Publicado el 18 diciembre 2017 por Rusta @RustaDevoradora

Clavícula - Marta Sanz

Tengo cuarenta y ocho años. No. En realidad, tengo cuarenta y siete. Hace dos años que no tengo la menstruación. Soy una mujer de éxito llena de tristeza. Temo que se mueran mis padres. Mi marido está en el paro. Trabajo sin cesar. No quiero quedarme sola. He tenido mucha suerte. Me han querido tanto. No sé ganar. Ni perder. Me da pánico no disponer de tiempo suficiente para disfrutar de tanta felicidad y tantos privilegios.

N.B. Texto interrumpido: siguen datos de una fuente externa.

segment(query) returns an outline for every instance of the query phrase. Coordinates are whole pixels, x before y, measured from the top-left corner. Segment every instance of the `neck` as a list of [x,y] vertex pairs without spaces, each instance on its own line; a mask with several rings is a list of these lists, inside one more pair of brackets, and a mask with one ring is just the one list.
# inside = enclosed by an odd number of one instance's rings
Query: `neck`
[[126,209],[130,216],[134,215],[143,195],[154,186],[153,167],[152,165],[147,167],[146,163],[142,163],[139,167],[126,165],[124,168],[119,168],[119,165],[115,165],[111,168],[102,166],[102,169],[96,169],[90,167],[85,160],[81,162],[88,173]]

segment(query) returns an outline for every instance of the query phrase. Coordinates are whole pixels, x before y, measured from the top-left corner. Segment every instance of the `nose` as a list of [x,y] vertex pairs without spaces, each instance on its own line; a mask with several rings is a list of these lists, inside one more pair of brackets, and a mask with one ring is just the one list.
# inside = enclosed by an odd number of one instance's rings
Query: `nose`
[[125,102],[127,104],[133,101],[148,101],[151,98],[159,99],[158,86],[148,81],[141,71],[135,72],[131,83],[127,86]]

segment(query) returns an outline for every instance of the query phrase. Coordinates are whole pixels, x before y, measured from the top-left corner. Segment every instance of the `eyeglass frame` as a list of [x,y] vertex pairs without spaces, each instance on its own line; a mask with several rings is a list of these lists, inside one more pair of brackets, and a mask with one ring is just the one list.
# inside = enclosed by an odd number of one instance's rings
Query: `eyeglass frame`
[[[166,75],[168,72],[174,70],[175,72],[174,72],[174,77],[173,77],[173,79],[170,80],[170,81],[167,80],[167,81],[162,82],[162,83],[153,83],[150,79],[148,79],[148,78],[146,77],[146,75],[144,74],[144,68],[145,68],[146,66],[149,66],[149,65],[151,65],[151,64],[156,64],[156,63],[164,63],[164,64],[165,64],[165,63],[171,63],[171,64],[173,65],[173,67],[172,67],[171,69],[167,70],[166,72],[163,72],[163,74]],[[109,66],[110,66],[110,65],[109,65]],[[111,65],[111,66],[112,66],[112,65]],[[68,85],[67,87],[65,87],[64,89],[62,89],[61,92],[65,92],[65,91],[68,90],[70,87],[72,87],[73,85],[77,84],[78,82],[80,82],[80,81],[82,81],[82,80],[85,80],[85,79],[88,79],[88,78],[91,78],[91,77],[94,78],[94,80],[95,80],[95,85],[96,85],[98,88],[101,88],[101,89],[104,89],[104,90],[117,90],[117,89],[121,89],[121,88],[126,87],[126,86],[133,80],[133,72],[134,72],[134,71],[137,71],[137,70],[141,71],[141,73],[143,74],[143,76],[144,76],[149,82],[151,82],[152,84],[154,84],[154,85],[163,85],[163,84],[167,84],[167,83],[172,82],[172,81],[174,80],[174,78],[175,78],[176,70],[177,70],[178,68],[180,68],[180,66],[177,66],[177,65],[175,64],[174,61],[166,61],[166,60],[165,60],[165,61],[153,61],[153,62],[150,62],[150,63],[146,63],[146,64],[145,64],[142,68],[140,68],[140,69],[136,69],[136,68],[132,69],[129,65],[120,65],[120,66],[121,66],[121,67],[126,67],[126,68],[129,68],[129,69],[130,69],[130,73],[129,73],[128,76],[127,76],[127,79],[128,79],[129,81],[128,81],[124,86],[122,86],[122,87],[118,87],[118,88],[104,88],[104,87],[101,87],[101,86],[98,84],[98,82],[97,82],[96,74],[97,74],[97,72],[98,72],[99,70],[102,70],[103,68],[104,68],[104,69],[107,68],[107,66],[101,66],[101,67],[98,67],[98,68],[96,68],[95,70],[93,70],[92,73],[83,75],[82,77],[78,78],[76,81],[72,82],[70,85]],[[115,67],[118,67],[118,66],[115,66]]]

Este año he leído dos novelas que exploran la relación entre el cuerpo y las fuerzas de producción. Cómo las segundas inciden en el primero, cómo lo modifican, cómo lo dañan. Uno de esos libros es La vegetariana, de Han Kang, que aborda el tema en clave simbólica. El otro, Clavícula (2017), de Marta Sanz (Madrid, 1967), lo hace como confesión autobiográfica, tan real, tan lejos de los parámetros de la narrativa, que cuesta considerarlo una "novela". Y podría añadir un tercero:Buena alumna, de Paula Porroni, que no utiliza el cuerpo como motivo principal, pero, de manera indirecta, deja entrever cómo el malestar de la protagonista se manifiesta en el machaque continuo de este. Tres propuestas, en cualquier caso, que plantean la noción de corporeidad de una forma poco habitual en literatura, inseparable de la sociedad del capitalismo tardío. En el caso de Marta Sanz, esa sociedad es la España actual, con su crisis, su precariedad y todo el desasosiego que se desprende de ello.

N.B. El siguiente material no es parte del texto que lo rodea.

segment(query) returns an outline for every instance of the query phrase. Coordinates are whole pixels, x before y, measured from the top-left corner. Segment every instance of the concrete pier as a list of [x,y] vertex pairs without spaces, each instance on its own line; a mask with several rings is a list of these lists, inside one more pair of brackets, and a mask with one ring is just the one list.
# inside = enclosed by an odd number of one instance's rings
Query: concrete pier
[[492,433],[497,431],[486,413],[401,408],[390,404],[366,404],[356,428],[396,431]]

La autora, que ya había hecho un ejercicio de autoficción en su aclamada La lección de anatomía (2008), subtitula su último libro "Mi clavícula y otros inmensos desajustes". El dolor repentino en la clavícula, para el que no encuentra causa ni remedio, es el hilo del que tira para expresar todas sus inquietudes. Fragmentadas, sin voluntad de conformar un relato único. Como un desahogo (un desahogo en manos de una escritora curtida, con el estilo y la inteligencia que se le presuponen). Es, en primer lugar, un texto escrito desde una identidad muy concreta: una mujer de cuarenta y siete años, casada, con su marido en paro, sin hijos, cultivada, respetada en su profesión, menopáusica. Una mujer que, pese a haber logrado cierta reputación, tiene que seguir trabajando incansable para asegurarse una senectud digna. No le faltan las inseguridades, unas inseguridades distintas a las que tenía en su juventud. Padece las transformaciones de su cuerpo, de su deseo, aparece un dolor del que nadie sabe dictaminar el origen. Se obsesiona con las pruebas médicas.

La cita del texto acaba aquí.